JSON, YAML, TOML, HCL, and When to Use Each Configuration Format
July 7, 2026 · 10 min read
JSON, YAML, TOML, HCL, and When to Use Each Configuration Format
Every project you ship will have configuration files. Whether it's a package.json locking your dependencies, a docker-compose.yml defining your services, a pyproject.toml managing your Python package, or a main.tf provisioning cloud infrastructure, the format you choose carries real consequences for readability, tooling support, and the likelihood of a misplaced space taking down production. The four formats that dominate modern software — JSON, YAML, TOML, and HCL — each emerged from a different set of constraints and solve different problems. This guide cuts through the noise with a direct technical comparison so you can make the right call the first time.
JSON: The Universal Interchange Format
JSON (JavaScript Object Notation) was specified by Douglas Crockford in 2001 and formally standardized as RFC 7159 in 2014, then superseded by RFC 8259 in 2017. It is built on exactly two structures: objects (unordered key-value pairs) and arrays, making it trivially machine-parseable. Nearly every language ships a JSON parser in its standard library, and the format's strict syntax means no ambiguity — a JSON file either parses or it does not.
{
"name": "my-api",
"version": "2.3.1",
"port": 8080,
"features": {
"cache": true,
"rateLimit": {
"enabled": true,
"requestsPerMinute": 100
}
},
"allowedOrigins": ["https://app.example.com", "https://admin.example.com"]
}
Where JSON excels: API responses, inter-service communication, package.json, and anywhere a machine produces or consumes the file. A JSON Schema can validate it with zero ambiguity, and tools like jq slice and transform it from the command line in a single pipeline.
Where it fails: humans writing JSON by hand. JSON forbids comments, trailing commas, and multi-line strings. A missing comma on line 47 of a 200-line file produces an unhelpful parse error with a byte offset rather than a line number. Those constraints are by design — JSON is an interchange format, not a configuration language — but developers forced to author it manually routinely find it tedious and error-prone.
If you need to move an existing JSON config into something more human-writable, our JSON to YAML Converter migrates the structure in seconds without manual reformatting.
Best fit: API payloads, package.json, machine-generated config, schema-validated data stores.
YAML: Human-Readable but Deceptively Complex
YAML (YAML Ain't Markup Language) v1.2 was released in 2009 and has become the de-facto format for DevOps tooling: Docker Compose, Kubernetes manifests, GitHub Actions, Ansible playbooks, and CircleCI pipelines all rely on it.
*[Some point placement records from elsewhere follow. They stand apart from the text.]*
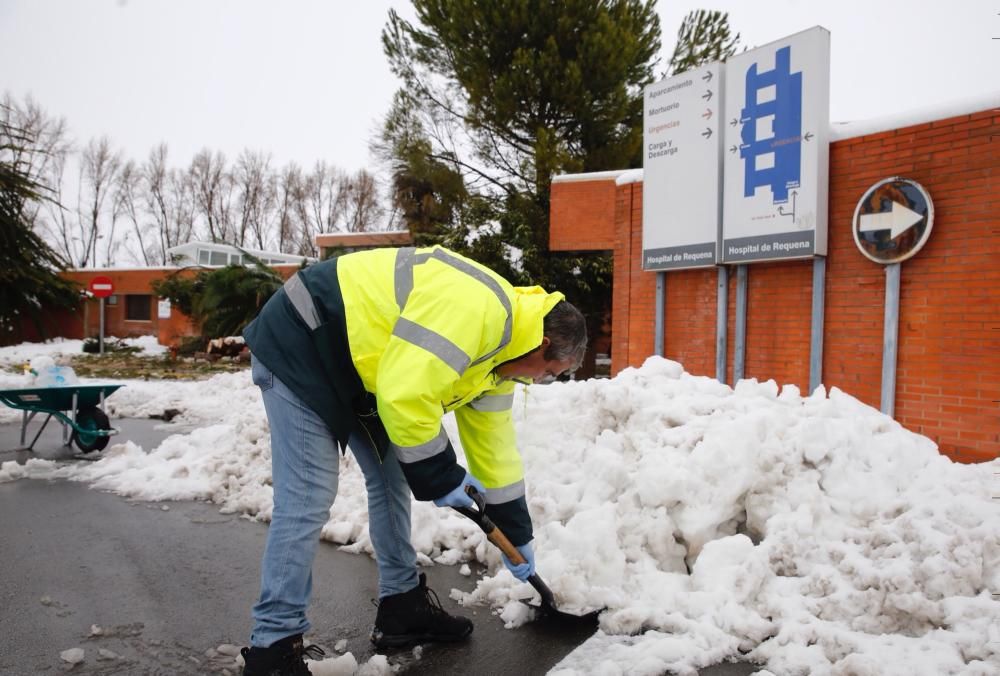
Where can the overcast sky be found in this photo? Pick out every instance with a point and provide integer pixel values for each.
(308, 80)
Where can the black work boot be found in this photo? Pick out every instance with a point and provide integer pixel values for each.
(414, 617)
(283, 658)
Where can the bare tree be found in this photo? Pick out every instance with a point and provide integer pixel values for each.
(254, 186)
(169, 199)
(126, 205)
(363, 210)
(99, 167)
(324, 197)
(212, 186)
(290, 198)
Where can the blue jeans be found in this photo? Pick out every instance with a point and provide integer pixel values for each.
(304, 471)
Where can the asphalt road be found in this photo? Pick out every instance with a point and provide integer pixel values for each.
(163, 586)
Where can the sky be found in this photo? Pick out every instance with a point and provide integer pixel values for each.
(307, 80)
(808, 534)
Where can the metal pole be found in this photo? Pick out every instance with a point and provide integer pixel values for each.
(889, 339)
(722, 325)
(816, 338)
(100, 334)
(661, 293)
(739, 355)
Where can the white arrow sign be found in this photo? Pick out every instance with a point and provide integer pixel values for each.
(899, 220)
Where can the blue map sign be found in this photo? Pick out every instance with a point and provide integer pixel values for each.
(776, 167)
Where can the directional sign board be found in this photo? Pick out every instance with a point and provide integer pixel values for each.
(681, 170)
(776, 166)
(893, 220)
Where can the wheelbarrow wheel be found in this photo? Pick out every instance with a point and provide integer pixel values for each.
(90, 420)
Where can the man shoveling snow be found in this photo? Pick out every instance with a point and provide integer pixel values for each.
(371, 350)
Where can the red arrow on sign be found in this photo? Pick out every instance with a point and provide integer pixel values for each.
(102, 287)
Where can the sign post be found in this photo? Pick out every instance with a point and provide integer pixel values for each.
(101, 287)
(892, 222)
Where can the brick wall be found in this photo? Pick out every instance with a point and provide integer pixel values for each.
(948, 368)
(85, 321)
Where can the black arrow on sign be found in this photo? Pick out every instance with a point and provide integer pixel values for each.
(781, 210)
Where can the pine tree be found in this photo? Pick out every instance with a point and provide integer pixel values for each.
(504, 95)
(704, 37)
(500, 96)
(30, 285)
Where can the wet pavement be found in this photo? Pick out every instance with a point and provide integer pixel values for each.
(164, 586)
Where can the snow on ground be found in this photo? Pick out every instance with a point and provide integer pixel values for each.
(811, 535)
(16, 355)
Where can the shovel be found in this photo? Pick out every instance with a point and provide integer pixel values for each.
(546, 609)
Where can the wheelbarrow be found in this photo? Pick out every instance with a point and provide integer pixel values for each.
(79, 408)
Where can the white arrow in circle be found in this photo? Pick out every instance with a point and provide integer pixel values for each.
(899, 220)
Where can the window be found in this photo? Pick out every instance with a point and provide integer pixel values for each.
(138, 308)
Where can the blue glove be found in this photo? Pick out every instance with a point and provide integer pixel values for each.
(457, 497)
(525, 570)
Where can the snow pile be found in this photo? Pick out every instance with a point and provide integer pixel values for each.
(809, 534)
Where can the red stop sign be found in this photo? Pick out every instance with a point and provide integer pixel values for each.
(102, 287)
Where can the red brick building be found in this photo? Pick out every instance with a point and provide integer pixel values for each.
(948, 367)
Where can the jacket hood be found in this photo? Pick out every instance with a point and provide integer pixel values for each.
(531, 304)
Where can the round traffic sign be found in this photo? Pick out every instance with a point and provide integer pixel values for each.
(102, 287)
(893, 220)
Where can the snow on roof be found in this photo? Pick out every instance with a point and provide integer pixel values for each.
(942, 111)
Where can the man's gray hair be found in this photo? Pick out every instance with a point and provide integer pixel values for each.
(566, 329)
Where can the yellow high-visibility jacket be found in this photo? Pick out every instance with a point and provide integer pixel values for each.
(425, 329)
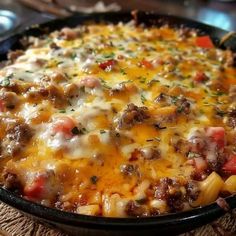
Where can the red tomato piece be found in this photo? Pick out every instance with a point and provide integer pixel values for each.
(36, 188)
(146, 64)
(107, 65)
(217, 134)
(64, 125)
(204, 42)
(200, 164)
(230, 165)
(1, 106)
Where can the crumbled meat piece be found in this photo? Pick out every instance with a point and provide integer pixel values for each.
(169, 191)
(192, 190)
(129, 170)
(9, 99)
(150, 153)
(183, 106)
(223, 204)
(133, 115)
(11, 181)
(17, 137)
(134, 209)
(13, 55)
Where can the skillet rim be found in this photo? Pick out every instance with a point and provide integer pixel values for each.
(206, 213)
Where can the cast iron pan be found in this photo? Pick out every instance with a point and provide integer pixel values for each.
(75, 224)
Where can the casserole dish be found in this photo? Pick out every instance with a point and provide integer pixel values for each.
(73, 223)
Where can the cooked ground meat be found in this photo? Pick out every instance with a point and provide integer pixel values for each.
(133, 115)
(134, 209)
(183, 106)
(17, 137)
(150, 153)
(11, 181)
(223, 204)
(192, 190)
(129, 169)
(169, 190)
(9, 99)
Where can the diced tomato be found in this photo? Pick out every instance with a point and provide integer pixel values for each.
(204, 42)
(146, 64)
(230, 165)
(217, 134)
(200, 77)
(200, 164)
(36, 188)
(107, 65)
(1, 106)
(64, 125)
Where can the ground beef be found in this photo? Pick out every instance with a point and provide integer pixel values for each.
(11, 181)
(134, 209)
(169, 190)
(223, 204)
(129, 169)
(132, 115)
(150, 153)
(9, 99)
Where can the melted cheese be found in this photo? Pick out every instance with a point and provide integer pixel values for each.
(124, 65)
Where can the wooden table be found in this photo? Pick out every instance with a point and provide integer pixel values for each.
(212, 12)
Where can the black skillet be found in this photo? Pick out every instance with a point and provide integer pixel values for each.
(75, 224)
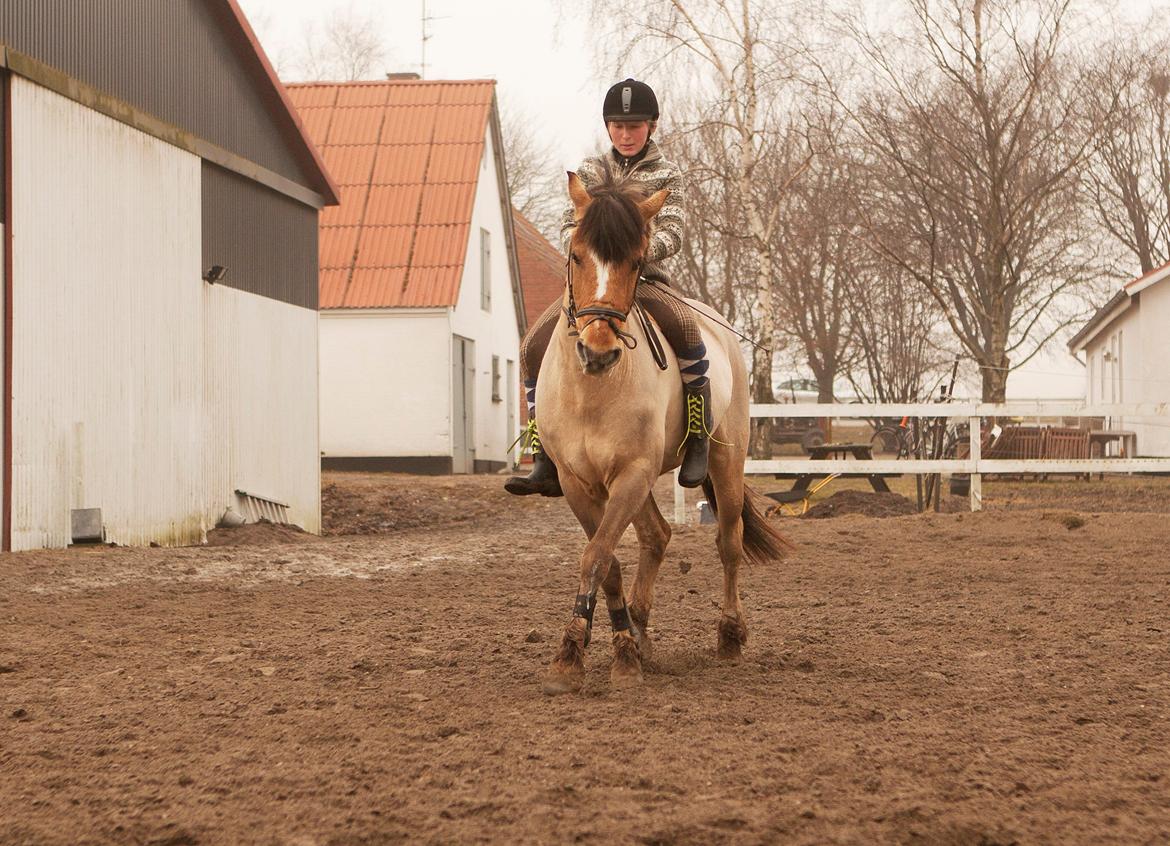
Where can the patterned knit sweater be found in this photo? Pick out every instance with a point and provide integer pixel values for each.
(654, 173)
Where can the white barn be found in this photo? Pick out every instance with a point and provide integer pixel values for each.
(1126, 346)
(420, 298)
(145, 396)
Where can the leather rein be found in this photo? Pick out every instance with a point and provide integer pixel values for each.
(603, 313)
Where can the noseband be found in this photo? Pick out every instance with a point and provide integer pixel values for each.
(597, 313)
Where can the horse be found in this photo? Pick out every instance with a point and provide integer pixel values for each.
(613, 424)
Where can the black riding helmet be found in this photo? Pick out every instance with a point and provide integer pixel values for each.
(630, 101)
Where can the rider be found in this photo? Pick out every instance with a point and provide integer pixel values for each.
(631, 114)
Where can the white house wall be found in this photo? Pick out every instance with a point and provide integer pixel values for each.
(107, 405)
(1123, 365)
(1148, 352)
(261, 400)
(136, 389)
(385, 383)
(495, 332)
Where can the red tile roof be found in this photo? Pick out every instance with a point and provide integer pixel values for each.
(542, 268)
(406, 155)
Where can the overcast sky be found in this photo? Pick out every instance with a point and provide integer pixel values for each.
(544, 67)
(541, 56)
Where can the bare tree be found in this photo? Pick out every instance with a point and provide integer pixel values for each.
(345, 47)
(1128, 117)
(536, 183)
(895, 330)
(817, 248)
(731, 55)
(976, 166)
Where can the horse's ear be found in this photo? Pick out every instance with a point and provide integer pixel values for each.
(577, 192)
(653, 204)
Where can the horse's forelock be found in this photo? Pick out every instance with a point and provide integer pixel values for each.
(612, 226)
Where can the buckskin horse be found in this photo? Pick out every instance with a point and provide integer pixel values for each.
(613, 424)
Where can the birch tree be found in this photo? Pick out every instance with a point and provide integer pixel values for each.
(1128, 121)
(730, 55)
(976, 171)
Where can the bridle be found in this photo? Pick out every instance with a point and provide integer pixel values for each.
(598, 313)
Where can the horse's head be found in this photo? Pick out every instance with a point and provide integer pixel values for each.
(605, 258)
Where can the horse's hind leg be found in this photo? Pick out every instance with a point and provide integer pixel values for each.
(727, 479)
(653, 536)
(627, 665)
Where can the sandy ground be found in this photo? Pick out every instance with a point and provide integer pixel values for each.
(958, 679)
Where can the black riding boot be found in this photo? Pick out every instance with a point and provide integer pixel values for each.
(699, 430)
(543, 479)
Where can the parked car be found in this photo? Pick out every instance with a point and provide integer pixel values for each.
(797, 391)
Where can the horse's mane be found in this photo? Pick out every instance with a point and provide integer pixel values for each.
(613, 226)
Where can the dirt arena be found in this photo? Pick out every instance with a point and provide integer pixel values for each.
(952, 679)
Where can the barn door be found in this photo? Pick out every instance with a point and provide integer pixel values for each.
(462, 419)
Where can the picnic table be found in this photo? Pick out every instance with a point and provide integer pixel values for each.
(825, 452)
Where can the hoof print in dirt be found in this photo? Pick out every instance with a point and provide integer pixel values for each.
(558, 683)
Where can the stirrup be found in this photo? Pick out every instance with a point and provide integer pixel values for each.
(693, 470)
(543, 479)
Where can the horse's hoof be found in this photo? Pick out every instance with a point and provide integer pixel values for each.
(557, 683)
(639, 619)
(627, 666)
(645, 646)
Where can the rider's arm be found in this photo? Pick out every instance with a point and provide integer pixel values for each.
(669, 221)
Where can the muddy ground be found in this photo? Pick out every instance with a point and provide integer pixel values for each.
(928, 679)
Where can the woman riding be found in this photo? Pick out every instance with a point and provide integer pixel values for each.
(631, 115)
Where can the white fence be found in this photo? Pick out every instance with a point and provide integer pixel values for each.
(974, 465)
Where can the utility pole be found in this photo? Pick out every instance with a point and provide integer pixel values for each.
(426, 36)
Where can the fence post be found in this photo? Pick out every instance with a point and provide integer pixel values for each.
(975, 432)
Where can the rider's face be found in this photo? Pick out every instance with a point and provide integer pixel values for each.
(628, 137)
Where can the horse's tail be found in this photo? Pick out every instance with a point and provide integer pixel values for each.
(762, 542)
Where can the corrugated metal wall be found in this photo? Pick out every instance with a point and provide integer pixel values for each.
(261, 400)
(267, 241)
(138, 389)
(107, 405)
(178, 63)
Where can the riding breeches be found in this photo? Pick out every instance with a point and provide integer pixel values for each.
(674, 318)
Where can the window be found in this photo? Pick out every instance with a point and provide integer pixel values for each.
(486, 269)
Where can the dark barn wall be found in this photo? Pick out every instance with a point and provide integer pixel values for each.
(178, 60)
(267, 241)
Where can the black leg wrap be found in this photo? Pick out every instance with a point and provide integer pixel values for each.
(584, 607)
(619, 618)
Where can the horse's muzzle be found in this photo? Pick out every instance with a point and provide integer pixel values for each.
(597, 363)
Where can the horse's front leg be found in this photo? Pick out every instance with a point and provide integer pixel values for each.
(604, 523)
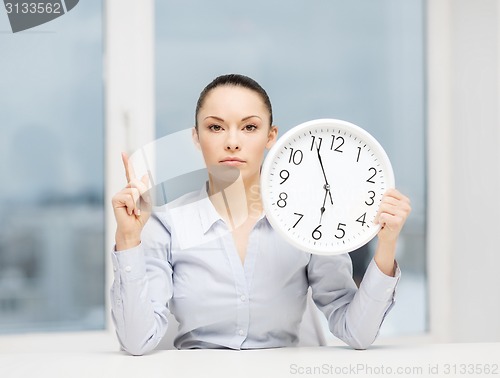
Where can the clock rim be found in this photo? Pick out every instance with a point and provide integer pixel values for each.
(264, 181)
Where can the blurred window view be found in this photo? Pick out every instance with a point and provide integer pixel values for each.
(360, 60)
(51, 162)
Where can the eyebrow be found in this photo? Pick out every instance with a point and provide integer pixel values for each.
(243, 119)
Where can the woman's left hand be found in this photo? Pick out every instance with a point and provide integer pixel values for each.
(392, 214)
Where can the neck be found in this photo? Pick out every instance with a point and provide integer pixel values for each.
(237, 202)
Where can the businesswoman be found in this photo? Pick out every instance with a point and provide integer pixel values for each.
(212, 259)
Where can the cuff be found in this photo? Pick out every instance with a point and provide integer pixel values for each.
(129, 265)
(378, 285)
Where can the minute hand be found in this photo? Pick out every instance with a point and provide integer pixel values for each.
(327, 186)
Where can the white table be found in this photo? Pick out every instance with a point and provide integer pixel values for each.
(95, 354)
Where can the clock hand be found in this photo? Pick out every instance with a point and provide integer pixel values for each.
(323, 207)
(326, 186)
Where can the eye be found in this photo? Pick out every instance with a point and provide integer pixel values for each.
(215, 128)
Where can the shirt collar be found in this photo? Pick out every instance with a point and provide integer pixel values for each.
(208, 215)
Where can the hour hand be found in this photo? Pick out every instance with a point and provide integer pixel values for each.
(326, 186)
(322, 210)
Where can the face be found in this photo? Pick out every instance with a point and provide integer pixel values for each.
(234, 131)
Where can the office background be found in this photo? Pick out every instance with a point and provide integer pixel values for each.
(422, 77)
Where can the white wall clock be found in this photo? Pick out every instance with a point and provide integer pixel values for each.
(322, 184)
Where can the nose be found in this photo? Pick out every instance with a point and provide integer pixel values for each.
(232, 141)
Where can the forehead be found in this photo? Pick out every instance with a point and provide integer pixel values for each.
(234, 98)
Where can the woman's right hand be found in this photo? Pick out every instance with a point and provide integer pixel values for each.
(132, 208)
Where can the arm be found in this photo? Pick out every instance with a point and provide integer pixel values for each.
(141, 290)
(142, 275)
(355, 316)
(392, 214)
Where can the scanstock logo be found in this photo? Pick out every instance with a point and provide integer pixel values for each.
(28, 14)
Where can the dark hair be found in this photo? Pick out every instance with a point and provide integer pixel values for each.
(235, 80)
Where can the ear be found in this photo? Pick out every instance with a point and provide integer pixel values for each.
(272, 137)
(196, 138)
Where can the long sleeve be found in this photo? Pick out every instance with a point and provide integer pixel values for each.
(141, 290)
(354, 315)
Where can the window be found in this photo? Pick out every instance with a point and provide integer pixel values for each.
(51, 161)
(361, 61)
The appeal is obvious — no braces, no quotes on most strings, and comments with #.
name: my-api
version: "2.3.1"
port: 8080
features:
cache: true
rate_limit:
enabled: true
requests_per_minute: 100
allowed_origins:
- https://app.example.com
- https://admin.example.com
That reads cleanly. The problem is YAML's full specification is 86 pages long, and the format is riddled with edge cases. The Norway problem is the most widely cited: the unquoted string NO is parsed as boolean false in YAML 1.1, which means a country code field silently becomes false. YAML 1.2 fixes many of these coercions, but library support is inconsistent — PyYAML defaulted to 1.1 behavior for years, and gopkg.in/yaml.v2 did the same.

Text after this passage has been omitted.